Here’s another lens to view our first base candidates. (Dopes, please move if more appropriate elsewhere.)
MLB pitchers are throwing a ton of sliders. It’s kind of wild. 16.3% of pitches last year were sliders — higher than any time since pitch data was publicly available (2002).
Here’s each AL East team’s slider usage for the last five years.
Yankees
2013 - 16.6%
2014 - 20.8%
2015 - 24.6%
2016 - 28.3%
2017 - 25.0%
Rays
2013 - 7.2%
2014 - 10.6%
2015 - 14.5%
2016 - 13.1%
2017 - 17.0%
Blue Jays
2013 - 12.2%
2014 - 10.0%
2015 - 8.8%
2016 - 10.3%
2017 - 14.9%
Orioles
2013 - 12.1%
2014 - 15.9%
2015 - 16.1%
2016 - 14.5%
2017 - 17.1%
Many of the AL’s best sliders belong to pitchers in the East.
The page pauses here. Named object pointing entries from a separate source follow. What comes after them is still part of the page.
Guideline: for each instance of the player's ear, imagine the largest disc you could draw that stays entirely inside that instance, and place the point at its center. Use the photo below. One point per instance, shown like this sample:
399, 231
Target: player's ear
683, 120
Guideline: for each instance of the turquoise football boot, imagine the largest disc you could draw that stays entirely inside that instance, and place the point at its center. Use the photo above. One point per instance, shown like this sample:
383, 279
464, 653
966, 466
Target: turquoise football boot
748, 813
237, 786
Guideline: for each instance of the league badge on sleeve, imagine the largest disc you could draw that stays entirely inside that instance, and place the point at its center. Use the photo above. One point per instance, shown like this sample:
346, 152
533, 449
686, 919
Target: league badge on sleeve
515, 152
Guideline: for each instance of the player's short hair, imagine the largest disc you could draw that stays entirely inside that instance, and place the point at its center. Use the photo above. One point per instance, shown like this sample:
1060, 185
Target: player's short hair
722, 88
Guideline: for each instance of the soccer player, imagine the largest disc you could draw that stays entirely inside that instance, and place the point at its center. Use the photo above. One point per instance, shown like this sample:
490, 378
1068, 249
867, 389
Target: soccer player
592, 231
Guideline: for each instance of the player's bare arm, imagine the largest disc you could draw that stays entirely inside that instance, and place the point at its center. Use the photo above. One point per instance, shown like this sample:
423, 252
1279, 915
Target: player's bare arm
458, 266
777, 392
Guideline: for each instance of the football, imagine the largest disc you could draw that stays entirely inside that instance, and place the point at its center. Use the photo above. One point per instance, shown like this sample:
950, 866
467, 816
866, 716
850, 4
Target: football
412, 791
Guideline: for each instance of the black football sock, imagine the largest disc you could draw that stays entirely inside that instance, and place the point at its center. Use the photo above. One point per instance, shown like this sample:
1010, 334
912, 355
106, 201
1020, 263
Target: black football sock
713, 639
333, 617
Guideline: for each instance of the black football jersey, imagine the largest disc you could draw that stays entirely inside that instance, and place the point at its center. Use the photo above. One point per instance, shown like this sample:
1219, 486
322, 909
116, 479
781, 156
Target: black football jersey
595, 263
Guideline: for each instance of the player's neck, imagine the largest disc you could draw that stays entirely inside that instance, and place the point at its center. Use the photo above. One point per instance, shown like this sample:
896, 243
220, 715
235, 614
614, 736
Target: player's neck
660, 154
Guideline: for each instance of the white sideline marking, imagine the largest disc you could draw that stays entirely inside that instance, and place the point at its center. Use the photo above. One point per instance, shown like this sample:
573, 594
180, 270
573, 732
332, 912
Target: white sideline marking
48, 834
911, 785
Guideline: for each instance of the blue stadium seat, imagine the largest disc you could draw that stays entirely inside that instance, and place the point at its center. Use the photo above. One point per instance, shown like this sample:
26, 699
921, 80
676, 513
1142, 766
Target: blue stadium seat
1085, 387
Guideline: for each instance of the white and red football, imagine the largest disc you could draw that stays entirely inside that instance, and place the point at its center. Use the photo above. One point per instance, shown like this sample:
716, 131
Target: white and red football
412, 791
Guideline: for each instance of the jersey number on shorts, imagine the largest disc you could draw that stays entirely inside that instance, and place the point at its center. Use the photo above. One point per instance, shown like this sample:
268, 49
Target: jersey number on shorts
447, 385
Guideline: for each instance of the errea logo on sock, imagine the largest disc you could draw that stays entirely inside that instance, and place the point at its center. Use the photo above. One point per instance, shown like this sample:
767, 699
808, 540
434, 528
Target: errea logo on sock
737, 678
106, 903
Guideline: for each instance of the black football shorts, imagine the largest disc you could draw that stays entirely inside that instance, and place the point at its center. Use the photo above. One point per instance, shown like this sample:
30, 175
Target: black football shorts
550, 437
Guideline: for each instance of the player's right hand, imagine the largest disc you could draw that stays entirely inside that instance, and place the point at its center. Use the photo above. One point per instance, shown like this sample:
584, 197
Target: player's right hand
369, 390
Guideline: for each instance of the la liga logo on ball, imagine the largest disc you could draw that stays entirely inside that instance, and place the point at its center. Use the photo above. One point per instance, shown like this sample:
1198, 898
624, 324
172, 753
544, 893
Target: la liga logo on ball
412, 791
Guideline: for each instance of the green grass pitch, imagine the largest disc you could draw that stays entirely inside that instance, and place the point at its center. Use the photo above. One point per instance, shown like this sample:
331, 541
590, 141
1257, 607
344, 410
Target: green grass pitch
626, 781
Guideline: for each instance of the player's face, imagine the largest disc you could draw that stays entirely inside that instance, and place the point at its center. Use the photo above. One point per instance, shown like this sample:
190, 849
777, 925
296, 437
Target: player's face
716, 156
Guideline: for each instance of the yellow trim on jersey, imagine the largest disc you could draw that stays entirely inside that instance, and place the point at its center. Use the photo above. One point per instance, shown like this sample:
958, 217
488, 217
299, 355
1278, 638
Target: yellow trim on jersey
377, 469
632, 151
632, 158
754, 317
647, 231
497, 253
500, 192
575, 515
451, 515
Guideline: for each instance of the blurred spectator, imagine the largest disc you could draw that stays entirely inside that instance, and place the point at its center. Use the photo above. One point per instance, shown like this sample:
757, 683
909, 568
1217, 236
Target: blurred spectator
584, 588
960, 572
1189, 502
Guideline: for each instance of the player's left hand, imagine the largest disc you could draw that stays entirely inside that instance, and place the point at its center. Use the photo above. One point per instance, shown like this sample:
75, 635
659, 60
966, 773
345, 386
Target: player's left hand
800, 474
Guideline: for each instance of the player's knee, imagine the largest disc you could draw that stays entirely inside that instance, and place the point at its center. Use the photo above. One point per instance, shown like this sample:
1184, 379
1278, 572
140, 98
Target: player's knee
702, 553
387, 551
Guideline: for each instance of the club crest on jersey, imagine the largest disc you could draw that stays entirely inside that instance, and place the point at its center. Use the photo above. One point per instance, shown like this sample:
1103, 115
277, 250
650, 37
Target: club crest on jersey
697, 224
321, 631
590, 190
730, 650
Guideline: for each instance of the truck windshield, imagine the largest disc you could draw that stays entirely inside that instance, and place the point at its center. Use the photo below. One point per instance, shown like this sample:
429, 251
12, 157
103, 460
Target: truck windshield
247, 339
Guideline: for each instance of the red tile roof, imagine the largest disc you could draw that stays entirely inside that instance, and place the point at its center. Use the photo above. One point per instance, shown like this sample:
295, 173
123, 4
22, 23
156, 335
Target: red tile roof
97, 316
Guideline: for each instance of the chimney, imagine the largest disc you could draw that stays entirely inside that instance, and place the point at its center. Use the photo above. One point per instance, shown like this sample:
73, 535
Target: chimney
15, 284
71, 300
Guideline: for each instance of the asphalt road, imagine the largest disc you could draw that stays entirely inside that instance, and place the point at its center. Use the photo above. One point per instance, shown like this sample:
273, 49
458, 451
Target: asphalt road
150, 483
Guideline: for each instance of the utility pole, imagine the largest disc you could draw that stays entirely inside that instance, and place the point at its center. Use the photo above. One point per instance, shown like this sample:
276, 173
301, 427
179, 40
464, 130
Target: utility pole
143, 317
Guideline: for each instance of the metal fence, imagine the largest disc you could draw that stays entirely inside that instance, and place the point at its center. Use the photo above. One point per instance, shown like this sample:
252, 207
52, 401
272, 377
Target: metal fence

It’s the best pitch of Severino, Gray, Tanaka, Bundy, Archer, Odorizzi, Stroman, Sabathia, Faria, and Montgomery, who all have above average sliders (per Fangraphs pitch values). Key relievers like Betances, Osuna, O’Day, Castro and Green do too.
For whatever reason, slider usage is up. With the Yankees, it’s way up. They’ve thrown more sliders than anyone in baseball the last three years, and were second in baseball the year before that.
Here are the first base options vs. sliders last year.
Abreu - .319 avg, .548 slg (468 pitches, 70 whiffs)
Adams - .180 avg, .400 slg (216 pitches, 44 whiffs)
Alonso - .123 avg, .169 slg (301 pitches, 56 whiffs)
Belt - .182 avg, .418 slg (268 pitches, 37 whiffs)
Duda - .167 avg, .400 slg (303 pitches, 57 whiffs)
Frazier - .194 avg; .411 slg (585 pitches, 78 whiffs)
Holliday - .203 avg; .377 slg (338 pitches, 62 whiffs)
Hosmer - .186 avg; .289 slg (426 pitches, 57 whiffs)
J.D. Martinez - .239 avg; .566 slg (429 pitches, 95 whiffs)
Miller - .172 avg, .344 slg (219 pitches, 42 whiffs)
Moreland - .267 avg, .493 slg (276 pitches, 59 whiffs)
Morrison - .256 avg, .467 slg (362 pitches, 61 whiffs)
Napoli - .163 avg; .477 slg (404 pitches, 84 whiffs)
Ramirez - .246 avg; .410 slg (439 pitches, 82 whiffs)
Reynolds - .121 avg; .242 slg (569 pitches, 122 whiffs)
Santana - .313 avg, .516 slg (349 pitches, 31 whiffs)
Nobody’s great at hitting sliders. That’s why pitchers throw them. But a couple of those guys — coincidentally or not, guys we’ve been linked to — hit them well last year. This doesn’t account for handedness, but it still seems significant. Despite his otherwise good year, Hosmer hit them particularly badly.
*For those checking Statcast, the default numbers seem to be 2016 – even though it reads 2017. You have to manually select 2017.